You don’t need to get your hands-on the iPad to realize that it has the potential to kill the Kindle unless Amazon does something drastic to make its boring gray, e-ink display into something colorful. The iPad supports full color display and the iBooks app for the iPad will transform your e-ebook reading experience into something colorful albeit a fun one.
I mean, just take a look at the sample screenshots of an e-book being rendered on the iPad using the iBooks apps. Rich, colorful graphics that accompanies e-books, be it children’s books, fiction, sci-fi or business-related, it will surely be more pleasant and appealing to read e-books on the iPad than it is on the Kindle. And don’t even get me started on the issue of readability and eye strain due to prolong use. You can always shut off your iPad and rest your eyes a bit if you think that your eyes are already strained. So, it’s not really a negative point of the iPad that it’s display was said to be not mean for prolong reading pleasures.

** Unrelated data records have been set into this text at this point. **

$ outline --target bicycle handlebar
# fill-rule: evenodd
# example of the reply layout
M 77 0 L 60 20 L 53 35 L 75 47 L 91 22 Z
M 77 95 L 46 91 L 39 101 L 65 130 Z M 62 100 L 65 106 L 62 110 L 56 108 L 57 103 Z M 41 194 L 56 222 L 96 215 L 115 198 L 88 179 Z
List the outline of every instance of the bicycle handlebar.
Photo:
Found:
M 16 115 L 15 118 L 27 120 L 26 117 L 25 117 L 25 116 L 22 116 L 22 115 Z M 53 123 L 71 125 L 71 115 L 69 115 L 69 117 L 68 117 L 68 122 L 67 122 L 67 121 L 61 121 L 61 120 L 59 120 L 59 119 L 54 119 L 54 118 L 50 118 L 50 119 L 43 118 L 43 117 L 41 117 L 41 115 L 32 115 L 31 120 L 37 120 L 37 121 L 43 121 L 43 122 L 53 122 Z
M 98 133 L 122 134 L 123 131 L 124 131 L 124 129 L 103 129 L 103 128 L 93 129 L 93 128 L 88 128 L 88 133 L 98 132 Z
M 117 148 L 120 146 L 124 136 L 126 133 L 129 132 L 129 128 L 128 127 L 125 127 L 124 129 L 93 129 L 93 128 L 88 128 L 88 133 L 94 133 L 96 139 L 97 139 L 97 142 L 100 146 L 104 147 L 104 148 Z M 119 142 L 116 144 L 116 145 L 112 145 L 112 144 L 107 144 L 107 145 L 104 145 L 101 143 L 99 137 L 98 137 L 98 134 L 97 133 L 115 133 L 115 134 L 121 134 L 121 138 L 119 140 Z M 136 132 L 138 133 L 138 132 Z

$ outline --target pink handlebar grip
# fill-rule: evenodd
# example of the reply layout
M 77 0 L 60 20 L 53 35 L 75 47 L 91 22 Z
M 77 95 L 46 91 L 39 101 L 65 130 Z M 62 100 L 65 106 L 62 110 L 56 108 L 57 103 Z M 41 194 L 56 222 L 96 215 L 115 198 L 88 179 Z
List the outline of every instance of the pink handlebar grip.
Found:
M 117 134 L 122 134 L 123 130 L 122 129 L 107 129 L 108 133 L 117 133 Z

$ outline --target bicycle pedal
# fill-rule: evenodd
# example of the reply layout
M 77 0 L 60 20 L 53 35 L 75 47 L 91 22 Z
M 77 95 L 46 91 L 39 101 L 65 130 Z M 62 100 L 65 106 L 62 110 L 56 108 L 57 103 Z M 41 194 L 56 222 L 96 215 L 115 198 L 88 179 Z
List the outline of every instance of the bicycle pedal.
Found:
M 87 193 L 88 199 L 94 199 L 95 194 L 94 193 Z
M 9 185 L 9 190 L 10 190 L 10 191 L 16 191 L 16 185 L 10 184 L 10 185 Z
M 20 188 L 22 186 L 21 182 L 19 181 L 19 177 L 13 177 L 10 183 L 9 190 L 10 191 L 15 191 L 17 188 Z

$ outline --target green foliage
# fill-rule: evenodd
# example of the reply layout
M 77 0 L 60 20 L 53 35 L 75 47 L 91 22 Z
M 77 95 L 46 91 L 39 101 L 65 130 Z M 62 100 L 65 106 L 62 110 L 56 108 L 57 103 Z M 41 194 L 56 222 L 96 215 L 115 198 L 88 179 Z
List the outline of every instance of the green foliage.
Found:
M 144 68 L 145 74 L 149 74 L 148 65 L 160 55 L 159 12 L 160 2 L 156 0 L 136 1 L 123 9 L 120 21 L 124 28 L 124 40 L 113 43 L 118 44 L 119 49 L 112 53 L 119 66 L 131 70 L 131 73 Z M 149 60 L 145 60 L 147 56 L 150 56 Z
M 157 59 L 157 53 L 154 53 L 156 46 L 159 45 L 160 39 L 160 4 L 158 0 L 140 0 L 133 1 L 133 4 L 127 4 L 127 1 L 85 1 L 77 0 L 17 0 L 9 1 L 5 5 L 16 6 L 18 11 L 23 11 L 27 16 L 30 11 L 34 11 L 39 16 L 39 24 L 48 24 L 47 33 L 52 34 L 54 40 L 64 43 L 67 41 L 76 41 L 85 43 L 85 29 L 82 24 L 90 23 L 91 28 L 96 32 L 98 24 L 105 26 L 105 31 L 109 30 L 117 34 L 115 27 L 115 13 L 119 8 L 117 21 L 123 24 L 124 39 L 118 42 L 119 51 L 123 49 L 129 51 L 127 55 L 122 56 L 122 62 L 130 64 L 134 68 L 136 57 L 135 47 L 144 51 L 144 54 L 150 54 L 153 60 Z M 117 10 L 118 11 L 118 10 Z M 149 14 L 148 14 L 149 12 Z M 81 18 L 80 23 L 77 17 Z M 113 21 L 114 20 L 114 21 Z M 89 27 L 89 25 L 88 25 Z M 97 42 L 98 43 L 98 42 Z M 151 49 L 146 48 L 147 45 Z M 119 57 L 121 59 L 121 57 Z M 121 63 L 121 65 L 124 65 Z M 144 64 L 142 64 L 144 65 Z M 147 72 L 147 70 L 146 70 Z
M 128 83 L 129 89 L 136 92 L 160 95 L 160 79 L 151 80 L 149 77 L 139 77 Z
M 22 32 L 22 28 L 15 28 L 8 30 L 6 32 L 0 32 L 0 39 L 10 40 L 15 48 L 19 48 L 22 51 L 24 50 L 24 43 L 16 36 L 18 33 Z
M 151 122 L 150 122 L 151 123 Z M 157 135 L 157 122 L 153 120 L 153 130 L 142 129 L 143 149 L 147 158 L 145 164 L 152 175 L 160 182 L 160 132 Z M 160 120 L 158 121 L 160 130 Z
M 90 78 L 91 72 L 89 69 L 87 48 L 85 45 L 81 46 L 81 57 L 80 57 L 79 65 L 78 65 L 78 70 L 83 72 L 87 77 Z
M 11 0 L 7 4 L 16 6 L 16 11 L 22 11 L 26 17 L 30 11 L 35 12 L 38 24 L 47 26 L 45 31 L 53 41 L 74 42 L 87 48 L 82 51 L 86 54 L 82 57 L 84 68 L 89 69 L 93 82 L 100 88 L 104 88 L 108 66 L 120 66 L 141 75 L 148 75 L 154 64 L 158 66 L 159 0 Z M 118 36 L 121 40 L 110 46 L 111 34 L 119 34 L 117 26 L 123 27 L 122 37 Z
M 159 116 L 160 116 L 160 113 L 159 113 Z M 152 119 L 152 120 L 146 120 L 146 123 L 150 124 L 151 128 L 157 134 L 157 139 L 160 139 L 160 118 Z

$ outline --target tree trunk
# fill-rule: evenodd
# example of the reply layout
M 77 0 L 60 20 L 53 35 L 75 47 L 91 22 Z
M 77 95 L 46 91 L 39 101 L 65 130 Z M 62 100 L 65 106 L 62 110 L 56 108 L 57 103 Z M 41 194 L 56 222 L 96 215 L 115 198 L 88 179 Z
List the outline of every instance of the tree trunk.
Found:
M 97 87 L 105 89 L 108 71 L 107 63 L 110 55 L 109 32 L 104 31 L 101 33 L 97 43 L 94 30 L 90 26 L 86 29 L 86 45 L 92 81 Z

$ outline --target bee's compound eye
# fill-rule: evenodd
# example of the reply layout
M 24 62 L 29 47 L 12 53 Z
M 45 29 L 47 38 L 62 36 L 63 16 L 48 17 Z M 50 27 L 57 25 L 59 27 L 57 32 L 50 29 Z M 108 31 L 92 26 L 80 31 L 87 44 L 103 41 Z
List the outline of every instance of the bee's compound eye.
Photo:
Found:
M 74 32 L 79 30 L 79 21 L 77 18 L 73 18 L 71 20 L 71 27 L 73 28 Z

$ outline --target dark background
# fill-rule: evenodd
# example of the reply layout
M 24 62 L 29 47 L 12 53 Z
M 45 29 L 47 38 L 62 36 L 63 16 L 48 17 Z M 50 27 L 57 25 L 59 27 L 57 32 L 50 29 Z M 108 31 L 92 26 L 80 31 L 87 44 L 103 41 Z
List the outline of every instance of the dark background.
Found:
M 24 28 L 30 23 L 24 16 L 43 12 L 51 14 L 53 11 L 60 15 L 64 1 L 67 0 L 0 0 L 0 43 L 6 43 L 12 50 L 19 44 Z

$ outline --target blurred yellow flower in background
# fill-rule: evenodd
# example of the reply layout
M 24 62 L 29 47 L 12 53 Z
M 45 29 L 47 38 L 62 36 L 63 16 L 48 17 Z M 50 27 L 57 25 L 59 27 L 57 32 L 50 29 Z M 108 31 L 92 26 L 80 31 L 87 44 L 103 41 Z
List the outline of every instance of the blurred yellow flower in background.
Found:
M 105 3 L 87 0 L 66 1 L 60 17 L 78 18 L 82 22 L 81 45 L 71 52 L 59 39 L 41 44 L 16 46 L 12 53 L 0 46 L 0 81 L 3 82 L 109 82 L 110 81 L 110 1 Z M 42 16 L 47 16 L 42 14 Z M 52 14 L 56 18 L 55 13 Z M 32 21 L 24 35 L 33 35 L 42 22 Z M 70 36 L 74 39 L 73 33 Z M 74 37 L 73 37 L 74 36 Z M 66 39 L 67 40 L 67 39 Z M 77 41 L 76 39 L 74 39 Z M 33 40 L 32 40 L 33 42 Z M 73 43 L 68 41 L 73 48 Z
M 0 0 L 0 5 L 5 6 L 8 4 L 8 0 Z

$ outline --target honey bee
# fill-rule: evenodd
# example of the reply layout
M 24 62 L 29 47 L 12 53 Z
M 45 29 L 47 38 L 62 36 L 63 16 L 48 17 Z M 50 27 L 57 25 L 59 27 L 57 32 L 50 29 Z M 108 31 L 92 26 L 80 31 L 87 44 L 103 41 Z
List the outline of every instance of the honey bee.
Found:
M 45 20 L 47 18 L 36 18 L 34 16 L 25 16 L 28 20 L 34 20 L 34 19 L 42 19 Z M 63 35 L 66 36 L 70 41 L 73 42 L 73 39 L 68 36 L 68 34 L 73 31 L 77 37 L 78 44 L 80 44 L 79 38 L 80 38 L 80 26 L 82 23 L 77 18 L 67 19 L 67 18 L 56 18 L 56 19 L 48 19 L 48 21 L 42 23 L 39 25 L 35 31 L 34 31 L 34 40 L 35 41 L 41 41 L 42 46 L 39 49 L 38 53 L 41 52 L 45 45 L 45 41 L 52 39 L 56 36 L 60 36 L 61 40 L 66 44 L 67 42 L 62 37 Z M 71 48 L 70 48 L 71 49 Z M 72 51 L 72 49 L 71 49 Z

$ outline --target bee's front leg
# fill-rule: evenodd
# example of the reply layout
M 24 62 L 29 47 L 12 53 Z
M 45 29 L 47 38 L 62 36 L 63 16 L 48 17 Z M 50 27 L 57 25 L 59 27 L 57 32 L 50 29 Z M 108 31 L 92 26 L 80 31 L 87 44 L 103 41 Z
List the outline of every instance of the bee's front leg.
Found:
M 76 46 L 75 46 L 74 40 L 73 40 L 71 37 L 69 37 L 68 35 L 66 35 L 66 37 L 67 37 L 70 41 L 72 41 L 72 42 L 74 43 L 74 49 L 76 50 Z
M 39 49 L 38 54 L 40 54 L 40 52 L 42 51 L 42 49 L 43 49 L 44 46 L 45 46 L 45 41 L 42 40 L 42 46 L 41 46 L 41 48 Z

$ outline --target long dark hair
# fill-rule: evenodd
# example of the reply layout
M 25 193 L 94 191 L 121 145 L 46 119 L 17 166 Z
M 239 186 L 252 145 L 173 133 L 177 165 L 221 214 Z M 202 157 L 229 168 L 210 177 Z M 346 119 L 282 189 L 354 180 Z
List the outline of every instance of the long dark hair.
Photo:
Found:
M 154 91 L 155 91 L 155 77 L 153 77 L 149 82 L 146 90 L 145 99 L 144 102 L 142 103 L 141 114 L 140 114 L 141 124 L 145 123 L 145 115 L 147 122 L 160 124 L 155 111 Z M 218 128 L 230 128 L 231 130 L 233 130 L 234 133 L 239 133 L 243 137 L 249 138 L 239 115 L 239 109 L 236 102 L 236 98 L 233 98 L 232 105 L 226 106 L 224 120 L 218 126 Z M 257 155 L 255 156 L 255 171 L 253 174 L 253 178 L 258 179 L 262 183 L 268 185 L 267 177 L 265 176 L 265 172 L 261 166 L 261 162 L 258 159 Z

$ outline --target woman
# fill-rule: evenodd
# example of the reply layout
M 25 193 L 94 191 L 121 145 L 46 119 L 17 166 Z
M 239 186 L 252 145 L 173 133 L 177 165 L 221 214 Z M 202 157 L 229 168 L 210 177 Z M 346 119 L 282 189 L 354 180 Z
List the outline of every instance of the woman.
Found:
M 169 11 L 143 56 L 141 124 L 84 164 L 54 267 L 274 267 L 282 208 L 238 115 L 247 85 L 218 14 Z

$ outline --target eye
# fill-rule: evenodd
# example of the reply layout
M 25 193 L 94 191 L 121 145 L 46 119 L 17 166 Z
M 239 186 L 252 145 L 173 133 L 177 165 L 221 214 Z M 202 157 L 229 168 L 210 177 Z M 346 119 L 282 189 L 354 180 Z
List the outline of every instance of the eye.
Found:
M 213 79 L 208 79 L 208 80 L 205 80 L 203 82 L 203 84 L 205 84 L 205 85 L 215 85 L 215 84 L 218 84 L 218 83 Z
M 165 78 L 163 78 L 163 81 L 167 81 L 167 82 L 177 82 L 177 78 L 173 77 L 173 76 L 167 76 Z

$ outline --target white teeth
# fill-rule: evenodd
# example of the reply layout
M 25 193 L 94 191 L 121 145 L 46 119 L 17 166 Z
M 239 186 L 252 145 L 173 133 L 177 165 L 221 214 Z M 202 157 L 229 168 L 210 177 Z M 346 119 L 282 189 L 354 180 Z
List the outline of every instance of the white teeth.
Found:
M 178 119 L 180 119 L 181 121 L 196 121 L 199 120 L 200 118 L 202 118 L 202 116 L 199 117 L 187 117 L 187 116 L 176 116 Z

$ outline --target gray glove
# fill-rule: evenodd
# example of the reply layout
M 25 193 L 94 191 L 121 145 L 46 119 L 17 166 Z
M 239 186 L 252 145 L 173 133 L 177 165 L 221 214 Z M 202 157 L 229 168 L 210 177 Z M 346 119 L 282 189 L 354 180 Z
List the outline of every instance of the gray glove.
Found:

And for the iBookstore, I’m pretty sure electronic publishers will dive into the iPad wave pretty soon if they haven’t started doing so, yet. You don’t even have to worry if not too many publishers will not support the iPad. The Project Guttenberg with its thousands of public domain books will provide you with your e-book fix.
What Apple needs to do to complete its e-book market domination and successfully steal the thunder from Amazon is to make the iBookstore available outside the U.S. Especially as soon as Apple starts marketing the iPad to the international markets.